Measure the distance from floor to ceiling in the location where you plan to erect your temporary wall. Measuring the exact spots where your 2-by-4-inch wall supports will stand is important. Start in one corner where the wall will begin and measure for the first stud. Then move to the location where you expect your temporary wall to end and measure again in the same way.
Subtract 3 inches from each measurement to compensate for the 2-by-4-inch studs you will place along the top and bottom of the wall -- 2-by-4-inch studs actually measure 1 1/2 inches on the short side.
Cut two 2-by-4-inch studs to fit the exact measurements taken in Step 1 using your circular saw. Lay a strip of foam sill plate sealer along the floor. Lay your bottom plate stud in place atop the sealer along the floor. With the help of an assistant or two, hold your ceiling plate stud in place directly above the floor plate stud you have just laid down. Place a second strip of foam sill plate sealer between the ceiling plate stud and the ceiling before raising it into position.
Wedge your two 2-by-4-inch studs in place at each end of the new wall between the floor and ceiling plate studs. The two verticals should fit tightly and form a sturdy square frame. Measure the space between the top and bottom plate studs every 16 inches from the corner studs outward using your tape measure.
Cut 2-by-4-inch studs with your circular saw to fit the gap at each location. Wedge the vertical studs into place in the same manner you did the first two. Use your hammer to tap the studs into place if they do not slide in easily.
Drill a toenail hole at the top and bottom of each vertical stud with your drill. The holes should sit at an angle and reach into the ceiling and floor plate studs respectively. Use your screw gun and 3-inch drywall screws to fasten each upright in place.
Measure and mark each piece of drywall with your straight edge and pencil. Lay your straight edge along the cut-line and run your carpet knife along the edge to ensure a straight cut. Lift the drywall and apply pressure to the uncut side opposite your razor cut. The drywall should snap leaving just a thin layer of paper sheeting holding it together. Cut the sheeting with your carpet knife.
Install the drywall at the top of the wall first. If your wall is not taller than 8 feet you, should be able to cover it from top to bottom with one sheet, then move to the next section. Fasten the drywall to your wall framework using your screw gun and 1 1/2-inch drywall screws. Repeat the process until one side of the wall is completely covered.

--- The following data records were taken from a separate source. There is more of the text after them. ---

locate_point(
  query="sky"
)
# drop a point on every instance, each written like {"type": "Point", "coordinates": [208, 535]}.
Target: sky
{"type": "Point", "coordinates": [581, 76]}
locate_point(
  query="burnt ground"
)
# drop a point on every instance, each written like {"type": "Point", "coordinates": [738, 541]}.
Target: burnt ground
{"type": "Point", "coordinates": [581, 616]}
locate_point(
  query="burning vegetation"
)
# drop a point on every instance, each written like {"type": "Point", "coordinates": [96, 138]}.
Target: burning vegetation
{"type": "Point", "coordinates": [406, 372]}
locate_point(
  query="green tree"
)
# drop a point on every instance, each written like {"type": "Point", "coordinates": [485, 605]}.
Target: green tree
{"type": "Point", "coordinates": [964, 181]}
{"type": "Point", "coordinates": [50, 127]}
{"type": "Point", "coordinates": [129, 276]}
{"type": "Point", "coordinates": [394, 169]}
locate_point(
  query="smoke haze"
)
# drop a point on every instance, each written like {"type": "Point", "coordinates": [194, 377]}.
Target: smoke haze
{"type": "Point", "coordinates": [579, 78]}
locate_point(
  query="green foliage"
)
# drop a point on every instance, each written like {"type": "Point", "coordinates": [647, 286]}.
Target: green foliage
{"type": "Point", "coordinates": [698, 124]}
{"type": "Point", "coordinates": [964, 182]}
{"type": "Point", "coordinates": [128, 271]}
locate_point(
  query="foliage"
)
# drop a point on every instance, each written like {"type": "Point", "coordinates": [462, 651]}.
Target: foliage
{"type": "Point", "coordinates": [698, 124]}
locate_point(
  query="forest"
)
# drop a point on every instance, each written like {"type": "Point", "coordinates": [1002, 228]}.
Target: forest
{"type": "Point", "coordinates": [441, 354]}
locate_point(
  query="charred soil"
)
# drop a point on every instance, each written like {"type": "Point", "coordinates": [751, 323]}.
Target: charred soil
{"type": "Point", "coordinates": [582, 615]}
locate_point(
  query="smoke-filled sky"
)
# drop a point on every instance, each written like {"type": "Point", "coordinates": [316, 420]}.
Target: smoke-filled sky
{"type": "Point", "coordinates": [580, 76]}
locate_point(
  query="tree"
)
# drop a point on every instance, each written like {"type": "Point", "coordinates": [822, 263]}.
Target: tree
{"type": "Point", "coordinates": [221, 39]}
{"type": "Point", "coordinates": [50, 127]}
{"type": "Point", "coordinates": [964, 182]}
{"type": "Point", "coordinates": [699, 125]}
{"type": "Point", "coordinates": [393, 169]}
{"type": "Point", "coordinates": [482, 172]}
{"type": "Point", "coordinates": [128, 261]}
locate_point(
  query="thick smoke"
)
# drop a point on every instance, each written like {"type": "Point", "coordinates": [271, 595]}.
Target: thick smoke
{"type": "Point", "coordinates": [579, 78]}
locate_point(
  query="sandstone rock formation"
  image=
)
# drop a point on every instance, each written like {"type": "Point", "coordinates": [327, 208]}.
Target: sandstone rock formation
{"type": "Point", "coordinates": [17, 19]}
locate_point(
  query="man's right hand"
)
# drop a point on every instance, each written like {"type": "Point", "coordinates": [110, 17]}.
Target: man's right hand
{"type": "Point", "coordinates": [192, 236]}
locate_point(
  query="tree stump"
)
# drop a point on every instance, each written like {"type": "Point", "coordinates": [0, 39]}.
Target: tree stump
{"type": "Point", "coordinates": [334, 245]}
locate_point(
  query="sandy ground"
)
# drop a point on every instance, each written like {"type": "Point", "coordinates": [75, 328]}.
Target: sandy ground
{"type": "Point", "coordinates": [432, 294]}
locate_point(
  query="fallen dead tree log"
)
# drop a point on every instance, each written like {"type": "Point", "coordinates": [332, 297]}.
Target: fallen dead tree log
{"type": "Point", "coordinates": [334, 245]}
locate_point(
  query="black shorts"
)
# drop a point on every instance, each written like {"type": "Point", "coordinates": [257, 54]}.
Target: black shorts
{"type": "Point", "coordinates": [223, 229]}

Insert your soundproof insulation between the studs on the open side of the wall. Cut it to fit using your carpet knife and wedge it in place. With the insulation in place, cover the open side of the wall with drywall.
Cover the seams between your drywall sheets with joint compound. Spread a 1/4-inch layer of compound over the joint using your 4-inch putty knife. Lay a strip of drywall tape over the compound and press it in place. Scrape away the excess compound and allow it to dry completely. Apply a second layer of compound with your 6-inch putty knife and allow it to dry completely.
Sand the dried compound to create a smooth finish using your light-grit sandpaper. Paint or finish the wall as desired. To tear down the temporary wall, just remove the drywall and unscrew your toenail anchors. The rest will come down without the help of any tools.